Di certo, a distanza di quasi 2.500 anni, ci riesce Valeria Parrella, costruendo l’appassionato monologo di Clitemnestra, stabilendo fin dall’inizio della stesura
“Che tutto doveva essere già compiuto nel momento in cui ella avesse iniziato a parlare poiché la giustificazione che porta avanti non è una richiesta di comprensione, bensì la sua essenza stessa”.
La Regina, infatti, che ne Il verdetto è una figlia della borghesia partenopea che ha ceduto alla possanza grezza e verace di un aitante camorrista, dotato di “certe spalle così larghe e certi occhi così profondi”, sa già che la decisione è già stata presa, che la corte è unanime – del resto, lei è rea confessa e cosa l’aspetta nella prossima tragedia è noto a tutti – ma sceglie di fermarsi “per una questione di eleganza” e per chiarire un punto crociale: a chi appartiene il sangue versato?
Riportando alla mente i primi giorni di desiderio, i risvegli vuoti, i lutti, le fughe e le attese, l’aula di tribunale si popola di voci, quella di Clitemnestra, tonante e fascinosa – “come parli bello tu, eh?” le ripeteva sempre il marito – e quella di Agamennone, che nemmeno adesso, ormai freddo e sepolto, pare rassegnato a cederle il passo e a uscirle dal cuore e dai pensieri.
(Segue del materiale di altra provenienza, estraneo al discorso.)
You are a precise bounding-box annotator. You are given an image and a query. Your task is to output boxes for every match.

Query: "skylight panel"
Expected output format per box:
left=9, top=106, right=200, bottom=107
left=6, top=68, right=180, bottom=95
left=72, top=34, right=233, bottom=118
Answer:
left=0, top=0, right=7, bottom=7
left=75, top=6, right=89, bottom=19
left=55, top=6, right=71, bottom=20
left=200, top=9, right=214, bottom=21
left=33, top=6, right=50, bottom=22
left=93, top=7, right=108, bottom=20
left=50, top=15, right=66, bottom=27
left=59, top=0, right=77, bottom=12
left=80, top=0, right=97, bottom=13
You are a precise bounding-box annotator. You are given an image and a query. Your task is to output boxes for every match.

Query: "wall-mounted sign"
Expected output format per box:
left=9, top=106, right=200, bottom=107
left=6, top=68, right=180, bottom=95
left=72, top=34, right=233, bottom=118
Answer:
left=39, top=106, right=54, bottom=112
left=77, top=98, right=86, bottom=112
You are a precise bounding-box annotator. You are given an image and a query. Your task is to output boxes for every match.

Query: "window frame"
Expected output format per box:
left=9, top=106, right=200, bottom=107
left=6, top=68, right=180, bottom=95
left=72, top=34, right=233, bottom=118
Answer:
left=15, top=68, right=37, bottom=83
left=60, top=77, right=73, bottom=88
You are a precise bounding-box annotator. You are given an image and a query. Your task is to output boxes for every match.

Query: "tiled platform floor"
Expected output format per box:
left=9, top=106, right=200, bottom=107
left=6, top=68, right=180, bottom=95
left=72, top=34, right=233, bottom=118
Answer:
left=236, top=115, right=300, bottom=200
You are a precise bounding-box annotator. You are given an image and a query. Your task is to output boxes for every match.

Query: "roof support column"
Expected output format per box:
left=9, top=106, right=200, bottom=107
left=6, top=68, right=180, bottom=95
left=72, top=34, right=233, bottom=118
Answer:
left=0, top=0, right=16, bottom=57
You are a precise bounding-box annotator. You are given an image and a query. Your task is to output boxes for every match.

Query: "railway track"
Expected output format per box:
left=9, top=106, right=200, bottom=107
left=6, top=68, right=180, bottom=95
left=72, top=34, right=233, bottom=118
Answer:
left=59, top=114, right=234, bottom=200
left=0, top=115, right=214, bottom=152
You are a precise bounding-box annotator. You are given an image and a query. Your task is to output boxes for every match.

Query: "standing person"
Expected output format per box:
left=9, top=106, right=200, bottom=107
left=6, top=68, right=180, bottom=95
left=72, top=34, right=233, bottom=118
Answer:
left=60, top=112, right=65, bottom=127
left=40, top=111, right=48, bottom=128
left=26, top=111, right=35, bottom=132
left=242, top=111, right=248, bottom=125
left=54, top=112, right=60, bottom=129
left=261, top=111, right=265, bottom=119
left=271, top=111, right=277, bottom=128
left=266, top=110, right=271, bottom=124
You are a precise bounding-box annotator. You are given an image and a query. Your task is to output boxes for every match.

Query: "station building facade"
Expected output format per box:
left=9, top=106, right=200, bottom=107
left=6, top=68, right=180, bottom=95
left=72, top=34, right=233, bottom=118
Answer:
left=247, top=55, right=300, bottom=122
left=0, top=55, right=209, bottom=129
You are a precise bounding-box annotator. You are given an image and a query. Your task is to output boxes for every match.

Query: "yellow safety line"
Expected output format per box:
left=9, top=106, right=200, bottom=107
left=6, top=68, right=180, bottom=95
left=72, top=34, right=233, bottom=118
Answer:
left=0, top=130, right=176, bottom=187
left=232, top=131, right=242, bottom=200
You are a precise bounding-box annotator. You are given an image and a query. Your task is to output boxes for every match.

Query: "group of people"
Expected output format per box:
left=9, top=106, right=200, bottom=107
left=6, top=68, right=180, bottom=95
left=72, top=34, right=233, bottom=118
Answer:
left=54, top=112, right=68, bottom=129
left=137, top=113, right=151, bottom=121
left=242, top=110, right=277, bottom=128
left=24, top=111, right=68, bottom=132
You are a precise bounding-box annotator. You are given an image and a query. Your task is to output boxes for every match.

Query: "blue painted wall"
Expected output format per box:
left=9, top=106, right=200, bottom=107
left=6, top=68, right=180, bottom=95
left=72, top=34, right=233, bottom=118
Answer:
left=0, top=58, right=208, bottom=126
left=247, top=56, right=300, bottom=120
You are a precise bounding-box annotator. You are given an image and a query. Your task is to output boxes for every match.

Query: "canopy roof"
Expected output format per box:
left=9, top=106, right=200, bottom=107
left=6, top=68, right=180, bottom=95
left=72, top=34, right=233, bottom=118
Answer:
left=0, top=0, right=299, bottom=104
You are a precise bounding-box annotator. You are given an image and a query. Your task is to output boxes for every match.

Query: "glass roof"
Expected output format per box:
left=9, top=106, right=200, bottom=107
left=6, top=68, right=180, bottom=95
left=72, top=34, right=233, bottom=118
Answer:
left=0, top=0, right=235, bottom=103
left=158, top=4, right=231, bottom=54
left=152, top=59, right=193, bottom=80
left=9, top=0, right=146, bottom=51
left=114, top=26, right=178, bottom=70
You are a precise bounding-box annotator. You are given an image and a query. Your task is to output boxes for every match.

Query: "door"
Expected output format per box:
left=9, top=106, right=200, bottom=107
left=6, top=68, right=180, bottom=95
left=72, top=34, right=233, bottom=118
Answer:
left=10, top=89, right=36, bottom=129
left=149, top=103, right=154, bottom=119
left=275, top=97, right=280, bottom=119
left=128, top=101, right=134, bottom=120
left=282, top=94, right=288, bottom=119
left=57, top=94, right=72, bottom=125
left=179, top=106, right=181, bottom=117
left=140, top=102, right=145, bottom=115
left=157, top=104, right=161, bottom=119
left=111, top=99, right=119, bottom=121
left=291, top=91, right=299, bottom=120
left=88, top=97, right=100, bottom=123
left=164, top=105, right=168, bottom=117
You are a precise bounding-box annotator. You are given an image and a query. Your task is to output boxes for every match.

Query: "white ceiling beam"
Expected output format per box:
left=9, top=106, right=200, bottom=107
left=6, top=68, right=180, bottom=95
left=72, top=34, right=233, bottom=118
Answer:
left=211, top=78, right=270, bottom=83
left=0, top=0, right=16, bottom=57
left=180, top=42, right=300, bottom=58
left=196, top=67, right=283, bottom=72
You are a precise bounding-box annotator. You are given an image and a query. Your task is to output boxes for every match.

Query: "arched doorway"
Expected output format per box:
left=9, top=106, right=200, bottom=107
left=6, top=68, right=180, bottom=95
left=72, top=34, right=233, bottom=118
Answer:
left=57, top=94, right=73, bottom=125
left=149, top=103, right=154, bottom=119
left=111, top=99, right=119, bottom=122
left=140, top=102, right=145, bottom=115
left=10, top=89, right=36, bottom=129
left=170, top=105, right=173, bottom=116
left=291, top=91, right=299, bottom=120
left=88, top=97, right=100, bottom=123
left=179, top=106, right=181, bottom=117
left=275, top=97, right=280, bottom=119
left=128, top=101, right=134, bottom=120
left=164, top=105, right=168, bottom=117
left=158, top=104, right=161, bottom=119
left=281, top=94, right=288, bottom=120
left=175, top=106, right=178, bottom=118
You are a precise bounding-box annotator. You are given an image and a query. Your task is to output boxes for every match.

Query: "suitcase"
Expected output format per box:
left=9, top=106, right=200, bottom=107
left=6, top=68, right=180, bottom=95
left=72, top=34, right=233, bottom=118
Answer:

E spariscono i banchi, i tomi di diritto, l’ombra del giudice e dei comprimari: resta solo un torrente rosso e impetuoso che, com’è nella sua natura, non può far altro che scorrere, travolgere e inondare, senza spiegazioni né scusanti.
Poche pagine intense che arrivano al lettore contemporaneo con il bagaglio dei secoli – reminiscenze letterarie, storia, archeologia – e il potere sempre dorato, sempre prorompente, del mito e soprattutto dell’amore, il mistero più profondo, la malia più grande, l’energia più vitale (e letale) che esista su questa terra, nei Campi Elisi e tra le acque dell’Acheronte.
A cura di Francesca Mogavero
Valeria Parrella
vive a Napoli. Mosca più balena, il suo libro d’esordio, ha vinto i premi Campiello Opera Prima, Procida e Amelia Rosselli. La sua seconda raccolta di racconti, Per grazia ricevuta, è stata finalista al premio Strega 2005 e ha vinto i premi Renato Fucini e Zerilli-Merimò. Tra i suoi romanzi, ricordiamo Lo spazio bianco (2008), da cui Francesca Comencini ha tratto l’omonimo film, Tempo di imparare (2011), Enciclopedia della donna. Aggiornamento (2017) e Almarina (2019), candidato al LXXIV Premio Strega. È autrice dei testi teatrali Tre terzi (2009, insieme a Diego De Silva e Antonio Pascale), Ciao maschio (2009) e Antigone (2012). Per Ricordi, in apertura della stagione sinfonica al Teatro San Carlo, ha firmato nel 2011 il libretto Terra su musica di Luca Francesconi. Ha inoltre curato la riedizione italiana de Il Fiume di Rumer Godden (2012). Da anni si occupa della rubrica dei libri di “Grazia” e collabora con “Repubblica”. Le sue opere sono tradotte in Francia, Germania, Spagna e negli Stati Uniti.